Group protests Black Rock Desert measure |

Group protests Black Rock Desert measure


RENO, Nev. (AP) – States’ rights activists staged a peaceful protest Saturday at the government’s dedication of a national conservation area for the Black Rock Desert.

Protesters held placards bearing anti-government messages as speakers hailed passage of the Black Rock Desert-High Rock Canyon Emigrant Trails National Conservation Area.

Under the action taken by Congress in December, nearly 1.2 million acres are being designated as the national conservation area and 10 accompanying wilderness areas.

Bureau of Land Management officials estimated no more than 50 of the nearly 300 people at the event were protesters. Protest organizers say from 100 to 150 protesters turned out.

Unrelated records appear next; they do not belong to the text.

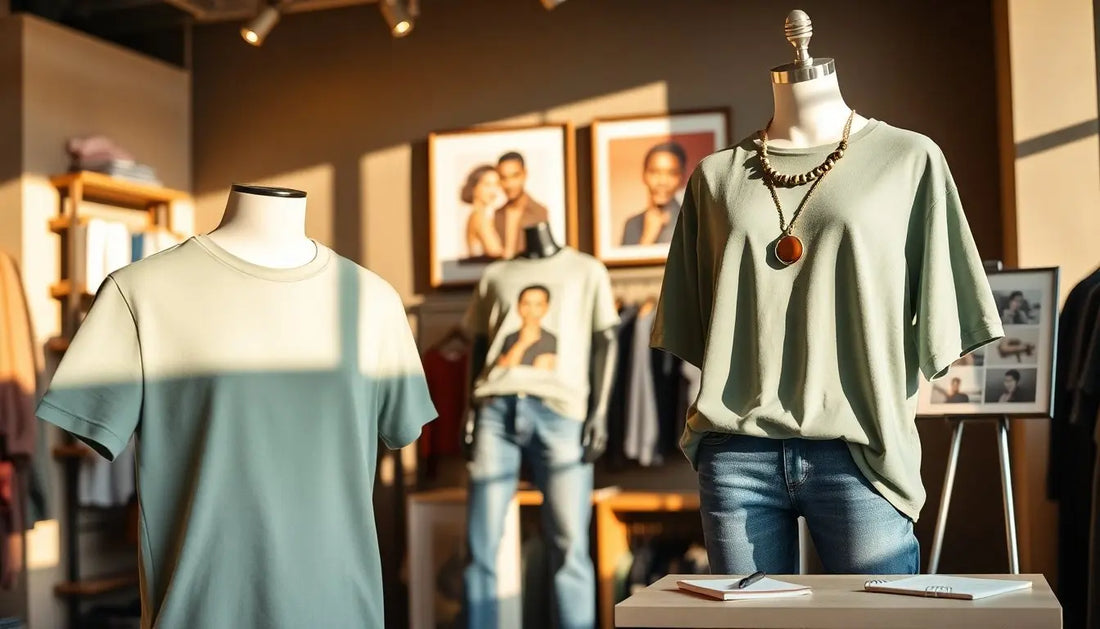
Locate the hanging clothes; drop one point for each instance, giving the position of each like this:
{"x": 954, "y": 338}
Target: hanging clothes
{"x": 18, "y": 388}
{"x": 446, "y": 367}
{"x": 1073, "y": 454}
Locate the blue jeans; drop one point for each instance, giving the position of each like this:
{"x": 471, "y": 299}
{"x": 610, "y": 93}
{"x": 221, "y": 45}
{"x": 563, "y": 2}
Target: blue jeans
{"x": 507, "y": 428}
{"x": 752, "y": 489}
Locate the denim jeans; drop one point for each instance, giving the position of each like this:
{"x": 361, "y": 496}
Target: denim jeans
{"x": 752, "y": 489}
{"x": 509, "y": 428}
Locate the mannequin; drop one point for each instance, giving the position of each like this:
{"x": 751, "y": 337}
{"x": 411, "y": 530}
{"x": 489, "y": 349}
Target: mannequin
{"x": 541, "y": 368}
{"x": 540, "y": 243}
{"x": 809, "y": 109}
{"x": 811, "y": 353}
{"x": 265, "y": 227}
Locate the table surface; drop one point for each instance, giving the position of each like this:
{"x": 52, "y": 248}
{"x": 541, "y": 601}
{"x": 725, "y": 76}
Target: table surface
{"x": 839, "y": 602}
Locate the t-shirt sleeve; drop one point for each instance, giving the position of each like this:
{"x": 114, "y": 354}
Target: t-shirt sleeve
{"x": 604, "y": 315}
{"x": 955, "y": 308}
{"x": 681, "y": 322}
{"x": 405, "y": 405}
{"x": 97, "y": 390}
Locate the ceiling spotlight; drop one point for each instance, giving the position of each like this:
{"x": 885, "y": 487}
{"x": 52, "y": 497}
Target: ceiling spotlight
{"x": 256, "y": 30}
{"x": 397, "y": 17}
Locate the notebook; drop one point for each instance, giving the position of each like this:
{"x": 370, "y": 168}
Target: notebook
{"x": 726, "y": 588}
{"x": 941, "y": 586}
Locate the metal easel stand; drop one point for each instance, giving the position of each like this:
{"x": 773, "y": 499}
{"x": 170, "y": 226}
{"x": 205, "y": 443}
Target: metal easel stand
{"x": 1010, "y": 511}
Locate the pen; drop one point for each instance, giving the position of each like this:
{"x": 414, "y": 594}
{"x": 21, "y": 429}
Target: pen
{"x": 750, "y": 580}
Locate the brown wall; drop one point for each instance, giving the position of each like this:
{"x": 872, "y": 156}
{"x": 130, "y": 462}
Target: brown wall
{"x": 332, "y": 105}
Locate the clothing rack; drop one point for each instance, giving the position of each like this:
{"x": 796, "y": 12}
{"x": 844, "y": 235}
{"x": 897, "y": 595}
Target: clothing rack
{"x": 73, "y": 188}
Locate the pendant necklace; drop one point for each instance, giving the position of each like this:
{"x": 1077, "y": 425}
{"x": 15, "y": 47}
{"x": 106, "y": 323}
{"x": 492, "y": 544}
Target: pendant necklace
{"x": 789, "y": 247}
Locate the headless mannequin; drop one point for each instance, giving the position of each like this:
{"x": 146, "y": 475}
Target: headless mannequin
{"x": 809, "y": 109}
{"x": 265, "y": 227}
{"x": 540, "y": 244}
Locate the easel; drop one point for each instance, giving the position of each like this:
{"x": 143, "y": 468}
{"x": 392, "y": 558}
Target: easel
{"x": 1010, "y": 511}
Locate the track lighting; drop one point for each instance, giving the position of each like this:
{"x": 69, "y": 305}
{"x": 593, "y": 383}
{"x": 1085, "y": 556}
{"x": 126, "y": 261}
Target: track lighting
{"x": 397, "y": 17}
{"x": 256, "y": 30}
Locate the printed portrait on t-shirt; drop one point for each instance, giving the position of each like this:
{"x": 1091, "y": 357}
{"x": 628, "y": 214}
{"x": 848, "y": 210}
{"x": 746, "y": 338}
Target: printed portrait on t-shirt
{"x": 532, "y": 344}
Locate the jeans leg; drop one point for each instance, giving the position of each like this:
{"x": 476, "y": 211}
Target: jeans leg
{"x": 494, "y": 474}
{"x": 565, "y": 483}
{"x": 855, "y": 529}
{"x": 748, "y": 519}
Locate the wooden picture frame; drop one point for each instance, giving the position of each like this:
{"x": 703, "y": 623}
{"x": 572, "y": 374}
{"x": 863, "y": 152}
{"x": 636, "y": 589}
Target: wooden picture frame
{"x": 628, "y": 173}
{"x": 1021, "y": 365}
{"x": 468, "y": 184}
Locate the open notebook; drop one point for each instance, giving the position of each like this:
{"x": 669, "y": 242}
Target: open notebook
{"x": 941, "y": 586}
{"x": 726, "y": 588}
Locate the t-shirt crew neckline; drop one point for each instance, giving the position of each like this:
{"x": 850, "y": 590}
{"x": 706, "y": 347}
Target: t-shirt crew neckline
{"x": 275, "y": 274}
{"x": 820, "y": 149}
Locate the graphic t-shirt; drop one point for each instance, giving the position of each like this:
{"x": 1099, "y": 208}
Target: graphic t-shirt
{"x": 890, "y": 286}
{"x": 539, "y": 316}
{"x": 257, "y": 397}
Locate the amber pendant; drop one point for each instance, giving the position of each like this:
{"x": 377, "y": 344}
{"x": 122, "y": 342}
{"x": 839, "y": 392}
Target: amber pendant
{"x": 789, "y": 249}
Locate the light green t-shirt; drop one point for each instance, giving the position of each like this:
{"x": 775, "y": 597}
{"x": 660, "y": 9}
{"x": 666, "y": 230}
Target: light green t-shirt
{"x": 890, "y": 286}
{"x": 539, "y": 316}
{"x": 257, "y": 397}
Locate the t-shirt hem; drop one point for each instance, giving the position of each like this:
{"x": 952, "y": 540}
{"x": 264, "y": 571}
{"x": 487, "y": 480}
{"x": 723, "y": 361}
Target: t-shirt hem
{"x": 658, "y": 341}
{"x": 407, "y": 434}
{"x": 938, "y": 363}
{"x": 92, "y": 432}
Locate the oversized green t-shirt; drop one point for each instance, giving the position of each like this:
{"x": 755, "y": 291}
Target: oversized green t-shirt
{"x": 257, "y": 397}
{"x": 539, "y": 316}
{"x": 890, "y": 286}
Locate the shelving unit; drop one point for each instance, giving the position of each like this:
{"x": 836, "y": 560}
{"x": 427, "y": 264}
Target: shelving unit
{"x": 155, "y": 203}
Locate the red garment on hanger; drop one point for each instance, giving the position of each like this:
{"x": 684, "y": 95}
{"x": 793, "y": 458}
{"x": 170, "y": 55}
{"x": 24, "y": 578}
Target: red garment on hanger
{"x": 446, "y": 373}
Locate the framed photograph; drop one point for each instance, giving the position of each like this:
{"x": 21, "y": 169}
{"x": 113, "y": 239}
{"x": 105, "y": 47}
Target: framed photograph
{"x": 486, "y": 185}
{"x": 1014, "y": 375}
{"x": 640, "y": 167}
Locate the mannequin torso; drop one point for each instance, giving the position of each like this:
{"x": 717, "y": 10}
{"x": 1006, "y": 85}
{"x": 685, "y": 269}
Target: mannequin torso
{"x": 265, "y": 227}
{"x": 810, "y": 113}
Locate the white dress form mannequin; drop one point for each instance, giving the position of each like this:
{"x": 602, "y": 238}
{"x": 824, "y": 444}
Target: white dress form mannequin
{"x": 265, "y": 227}
{"x": 809, "y": 109}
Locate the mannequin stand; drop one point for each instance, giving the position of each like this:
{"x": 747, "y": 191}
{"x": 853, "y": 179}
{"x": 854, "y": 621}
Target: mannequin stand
{"x": 1010, "y": 512}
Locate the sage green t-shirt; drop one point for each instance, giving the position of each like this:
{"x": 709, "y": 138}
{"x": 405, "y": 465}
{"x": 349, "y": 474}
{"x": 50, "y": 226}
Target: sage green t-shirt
{"x": 539, "y": 316}
{"x": 890, "y": 286}
{"x": 257, "y": 397}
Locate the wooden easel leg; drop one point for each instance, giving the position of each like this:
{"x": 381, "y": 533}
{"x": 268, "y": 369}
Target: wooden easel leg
{"x": 1010, "y": 510}
{"x": 945, "y": 498}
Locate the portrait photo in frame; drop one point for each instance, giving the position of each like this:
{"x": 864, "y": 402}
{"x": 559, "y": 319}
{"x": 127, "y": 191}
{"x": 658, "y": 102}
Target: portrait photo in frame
{"x": 486, "y": 185}
{"x": 1012, "y": 376}
{"x": 640, "y": 166}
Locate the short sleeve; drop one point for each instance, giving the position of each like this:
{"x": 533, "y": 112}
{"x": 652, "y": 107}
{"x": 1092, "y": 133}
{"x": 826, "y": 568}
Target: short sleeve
{"x": 405, "y": 405}
{"x": 96, "y": 393}
{"x": 955, "y": 308}
{"x": 681, "y": 323}
{"x": 604, "y": 313}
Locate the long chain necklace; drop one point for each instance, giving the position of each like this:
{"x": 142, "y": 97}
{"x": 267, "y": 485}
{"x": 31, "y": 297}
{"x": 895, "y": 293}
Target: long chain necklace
{"x": 789, "y": 247}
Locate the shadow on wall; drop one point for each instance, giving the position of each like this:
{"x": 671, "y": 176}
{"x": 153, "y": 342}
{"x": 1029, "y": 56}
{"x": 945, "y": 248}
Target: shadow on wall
{"x": 331, "y": 87}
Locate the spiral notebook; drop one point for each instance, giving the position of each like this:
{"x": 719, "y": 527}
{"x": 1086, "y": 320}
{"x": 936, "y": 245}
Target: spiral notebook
{"x": 941, "y": 586}
{"x": 726, "y": 588}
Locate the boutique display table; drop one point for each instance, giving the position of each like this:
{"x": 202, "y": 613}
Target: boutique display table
{"x": 839, "y": 602}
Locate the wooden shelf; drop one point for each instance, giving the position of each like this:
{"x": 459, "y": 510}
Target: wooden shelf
{"x": 95, "y": 586}
{"x": 58, "y": 224}
{"x": 73, "y": 451}
{"x": 97, "y": 186}
{"x": 57, "y": 344}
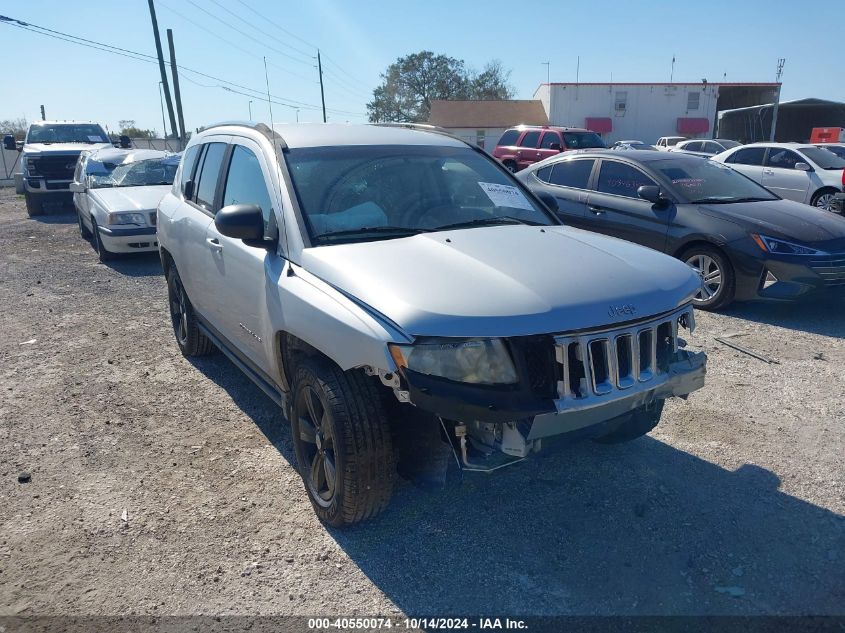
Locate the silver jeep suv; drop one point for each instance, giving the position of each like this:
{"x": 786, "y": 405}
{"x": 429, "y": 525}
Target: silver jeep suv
{"x": 401, "y": 296}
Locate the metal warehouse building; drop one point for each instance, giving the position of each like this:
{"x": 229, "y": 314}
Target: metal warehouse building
{"x": 647, "y": 111}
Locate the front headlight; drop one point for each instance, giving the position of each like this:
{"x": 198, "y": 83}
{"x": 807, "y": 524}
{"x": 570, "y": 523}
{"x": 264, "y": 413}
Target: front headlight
{"x": 782, "y": 247}
{"x": 477, "y": 361}
{"x": 127, "y": 218}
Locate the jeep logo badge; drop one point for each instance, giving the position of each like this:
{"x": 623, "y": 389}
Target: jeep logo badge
{"x": 623, "y": 310}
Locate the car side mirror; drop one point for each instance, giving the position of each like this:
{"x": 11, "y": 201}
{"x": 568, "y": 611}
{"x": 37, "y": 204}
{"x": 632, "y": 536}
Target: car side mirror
{"x": 241, "y": 221}
{"x": 651, "y": 193}
{"x": 549, "y": 200}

BLM Nevada Director Bob Abbey was master of ceremonies for the hour-long ceremony on the Black Rock Desert 120 miles north of Reno. The event featured talks by historians.

”With the 10 new wilderness areas and the NCA, I think the public will be well served,” Abbey said. ”They will get an opportunity to get away from the hustle and bustle of urban areas so they can enjoy the solitude, the scenic vistas and spend quality time with their families.

”It will be a place this generation can appreciate as well as generations to come.”

But the Nevada Committee for Full Statehood, which organized the protest, claims the federal government has no jurisdiction over the remote area about the size of the state of Delaware.

Committee members say the Black Rock Desert region is state property, and Congress was wrong to close it to mining and geothermal activity.

Nevada is home of the Sagebrush Rebellion, an effort spawned in the late 1970s by ranchers, miners and others to shift control of public land in the West from the federal government to the states.

The federal government manages 87 percent of the land in Nevada, but it has been generally open to mining, grazing and off-road recreation. Before now, almost none was set aside for wilderness.

The measure creating the national conservation area was pushed by Sen. Harry Reid and former Sen. Richard Bryan, both D-Nev.

”(Bryan and Reid) ignored opposition of federal control of the Black Rock by county governments and Nevada citizens, and sold out to the federal government,” said O.Q. Chris Johnson, a member of the statehood group and chairman of the Elko County Republican Party.

”Certainly, they have succeeded in taking the public out of public lands.”

Some protesters wore T-shirts bearing the message: ”Nevadans Betrayed by Bryan and Reid.” Others held placards with messages such as ”Nevada Is a State, Not a Territory” and ”Endangered Species: People on Public Land.”

After the ceremony, protesters sang ”Home Means Nevada,” the state song. They also chanted ”Statehood.”

Bryan and Reid sent representatives to the event but did not attend. Bryan was recently hospitalized for a week with a throat infection. Reid was unable to catch a flight to Nevada because of Friday night’s vote on patients’ rights legislation, a spokeswoman said.

Abbey said he thinks most Nevadans support efforts to preserve the wildlands much the way they were when pioneers first passed through 150 years ago on the Applegate-Lassen Trail.

Conservationists agree, saying Nevada’s attitudes about public land use are changing because of the state’s growing urbanization.

Nevada is one of the nation’s fastest growing states, and more than 85 percent of its population now lives in Las Vegas or Reno, they note.

”We just know there are more and more people moving in here who want to protect the land,” said Kevin Mack of the Nevada Wilderness Project.